# 20 Favorite Concert Video Clips, Part 3



## Strange Magic (Sep 14, 2015)

Rush
In 2013, the Rock and Roll Hall of Fame, that extraordinarily erratic "decider" about Who is Important Enough, finally ended years of disgrace and scandal by inducting Rush, some 12 to 20 years after the trio had established the irrefutable necessity of their inclusion in the minds of the millions of their devotees. Certainly since 1974, Rush has offered uniquely cogent lyrics, amazing musicianship, and an electrifying stage presence that, decade after decade and album after album, has mesmerized its enormous following, including me--they indeed wield a Strange Magic. Here they are, Neil Peart, Alex Lifeson, and wizard-in-chief Geddy Lee, at the summit of their powers before an adoring audience and performing their classic Subdivisions.






Fleetwood Mac
I am long enough in the tooth to recall the original "Peter Green's Fleetwood Mac", at one point blessed with three lead guitarists: Peter Green, Danny Kirwan, and Jeremy Spencer, in addition to the extraordinarily durable duo of Fleetwood and MacVie. Songs to remember, like "The Green Manalishi, with theTwo Prong Crown". Then came the transformation into the Buckingham-Nicks FM, and an ocean of great pop, one marvelous song after another, and the endless saga of who was in or out, in so many ways, with whom. The group then slowly disintegrated like wet tissue paper. And then, years later, a miracle! The glory was restored and the group reformed to produce a wondrous live album, The Dance, revisiting the old greats and revealing some new material, some of which appeared later also in the fine album Say You Will. But here, from the Rhiannon era, is....Rhiannon, with Stevie Nicks in full throat, giving the song her all:






Stevie Ray Vaughan
The Paganini of the electric guitar. His idol was Jimi, and though he never equalled him as a songwriter, he may have surpassed him as a master of the instrument. Vaughan "appeared to come out of nowhere, a Zorro-type figure in a riverboat gambler's hat, roaring into the 1982 Montreaux festival with a '59 Stratocaster at his hip and two flame-throwing sidekicks he called Double Trouble. He had no album, no record contract, no name, but he reduced the stage to cinders and, afterward, everyone wanted to know who he was", later said People Magazine. David Bowie sought him out, with the result that SRV played guitar on 6 selections on the Let's Dance album. Rock lost a treasure when Vaughan died in a helicopter crash in 1990 at the age of 35. Bowie joined many other musicians at SRV's memorial service. Here is Vaughan's stupefying version of Jimi's Voodoo Child (Slight Return). I can hardly believe what I am seeing and hearing.






Tavares
Disco! Who doesn't like Disco? It is one of the key genres that made the 1970s the rich, fertile, satisfying rock and pop decade that it was. And as long as people dance, Disco lives. It is pure escape: there is in much Disco a wistful quality, a hint of underlying melancholia, that adds to its not-so-mysterious appeal. In songs by Chic, SOS Band, Michael Jackson, the Bee Gees, there is a vision of haunted, harried people dancing late into the night, seeking release, surcease, from the growing stresses of contemporary life.

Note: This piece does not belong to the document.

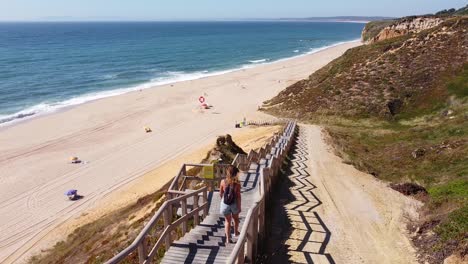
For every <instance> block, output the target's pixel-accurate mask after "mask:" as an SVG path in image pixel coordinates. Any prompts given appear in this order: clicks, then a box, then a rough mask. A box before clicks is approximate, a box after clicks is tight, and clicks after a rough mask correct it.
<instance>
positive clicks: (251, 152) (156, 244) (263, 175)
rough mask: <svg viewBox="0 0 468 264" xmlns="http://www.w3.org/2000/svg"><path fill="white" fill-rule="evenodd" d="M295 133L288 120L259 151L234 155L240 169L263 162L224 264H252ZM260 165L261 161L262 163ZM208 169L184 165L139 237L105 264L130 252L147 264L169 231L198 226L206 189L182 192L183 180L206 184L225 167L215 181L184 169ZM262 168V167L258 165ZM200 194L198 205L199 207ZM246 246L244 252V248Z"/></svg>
mask: <svg viewBox="0 0 468 264" xmlns="http://www.w3.org/2000/svg"><path fill="white" fill-rule="evenodd" d="M295 130H296V123H295V122H291V121H289V122H288V123H287V125H286V126H285V127H284V129H283V130H282V133H281V135H280V136H274V137H273V138H272V139H271V140H270V142H269V143H268V144H266V145H265V147H264V148H261V149H260V150H259V152H258V153H257V152H255V151H253V150H252V151H250V152H249V154H248V155H245V154H238V155H236V157H235V159H234V161H233V165H235V166H238V167H239V168H240V169H245V170H247V169H248V168H250V165H251V164H252V163H256V164H260V161H261V160H266V159H267V157H268V160H269V161H268V160H267V162H266V163H265V167H264V168H263V169H261V170H260V175H259V184H258V187H257V188H258V191H259V194H260V195H259V197H258V198H257V200H256V201H255V202H254V204H253V206H252V207H251V208H250V209H249V211H248V212H247V216H246V218H245V222H244V224H243V226H242V230H241V232H240V235H239V239H238V241H237V243H236V245H235V247H234V249H233V251H232V252H231V254H230V256H229V259H228V263H236V262H237V263H244V261H245V260H246V258H247V260H248V261H249V262H254V261H255V254H256V250H257V247H258V237H259V236H261V237H263V236H264V235H265V234H264V221H265V202H266V201H267V198H268V197H270V193H269V192H270V190H271V187H272V185H273V184H274V182H276V177H277V175H278V174H279V170H280V167H281V164H282V162H283V161H284V158H285V157H286V154H285V153H287V152H288V151H289V149H290V147H291V145H292V139H293V135H294V133H295ZM262 164H263V162H262ZM204 166H212V164H184V165H182V167H181V169H180V170H179V173H178V174H177V176H175V177H174V179H173V181H172V183H171V185H170V186H169V189H168V192H167V198H168V200H167V201H165V202H164V203H163V204H162V205H161V207H160V208H159V209H158V210H157V211H156V213H155V214H154V215H153V216H152V217H151V219H150V220H149V222H148V223H147V224H146V225H145V226H144V228H143V229H142V231H141V232H140V234H139V235H138V236H137V237H136V238H135V240H134V241H133V242H132V244H131V245H130V246H128V247H127V248H125V249H124V250H123V251H121V252H120V253H119V254H117V255H116V256H114V257H113V258H112V259H110V260H108V261H107V262H106V263H107V264H114V263H119V262H121V261H122V260H123V259H125V258H126V257H128V256H129V255H130V254H131V253H133V252H135V251H138V256H139V257H138V258H139V263H140V264H143V263H151V262H152V260H153V258H154V257H155V256H156V254H157V252H158V249H159V248H160V247H161V246H162V245H163V244H164V245H166V249H168V248H169V246H170V243H171V237H170V236H171V232H172V231H173V230H175V229H176V228H178V227H179V226H180V225H182V232H183V234H184V233H186V232H188V228H187V221H188V220H189V219H190V218H193V219H194V224H195V225H198V224H199V217H200V211H202V212H203V214H202V215H203V217H206V215H207V214H208V198H207V197H208V195H207V192H208V187H207V186H205V187H203V188H201V189H198V190H190V191H187V190H183V189H184V188H185V181H186V180H195V179H196V180H199V179H201V180H206V181H211V182H213V181H219V180H221V179H222V177H224V173H225V168H226V166H228V165H227V164H215V168H216V169H215V172H214V173H215V179H203V178H199V177H193V176H187V167H204ZM262 166H263V165H262ZM181 177H183V181H182V184H181V186H180V188H179V181H180V180H181ZM200 194H202V195H201V198H202V204H201V205H200V206H199V202H198V201H199V199H200ZM189 198H193V209H192V210H191V211H190V212H187V199H189ZM174 206H176V207H177V206H180V207H181V208H182V213H181V217H180V218H178V219H176V220H175V221H172V217H173V207H174ZM160 219H163V220H164V229H163V231H162V233H161V235H160V236H159V238H158V240H157V242H156V243H155V244H154V245H153V246H152V248H151V250H150V252H149V253H148V252H147V248H146V247H147V244H146V237H147V235H148V234H149V232H150V231H151V229H152V228H154V226H155V225H156V224H157V222H158V221H159V220H160ZM246 243H247V250H246V251H245V250H244V247H245V245H246Z"/></svg>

But here is another song altogether. In Heaven Must Be Missing an Angel, Tavares offers the Disco of pure joy. Heaven is, for me, one of the two most cheerful, joyous songs I know--the other being Bruce Springsteen's Rosalita. It's impossible not to find oneself smiling at the sight and sound of Tavares in this clip, and the audience is dancing, dancing, dancing.....You come and dance too.






Madonna
I just love this concert video. First, Ms. Ciccone performs one of my very favorite Madonna songs, Dress You Up, a hit of musical cocaine that triggers my pleasure centers every time I hear it. Second, watching the young Madonna discovering her mastery over both her presentation and over her audience is a joy. She is on the Virgin tour, following up on the monster success of the Like a Virgin album (itself a tribute to the skill of Nile Rodgers), and we see her slowly descend the staircase in time with the opening measures of the song, repeatedly striking a distinctive pose. She then approaches the microphone, and her face is lit with a huge grin of pleasure as she surveys her adoring audience. Her subsequent moves are perfectly choreographed, first jerking her thumbs toward herself, then pointing her forefingers like pistols at the crowd as she sings "I've got something that you'll really like!" The entire performance is flawless, and she finishes by ascending the stairway and locking into that same trademark pose that began the whole marvelous thing. Wonderful!


----------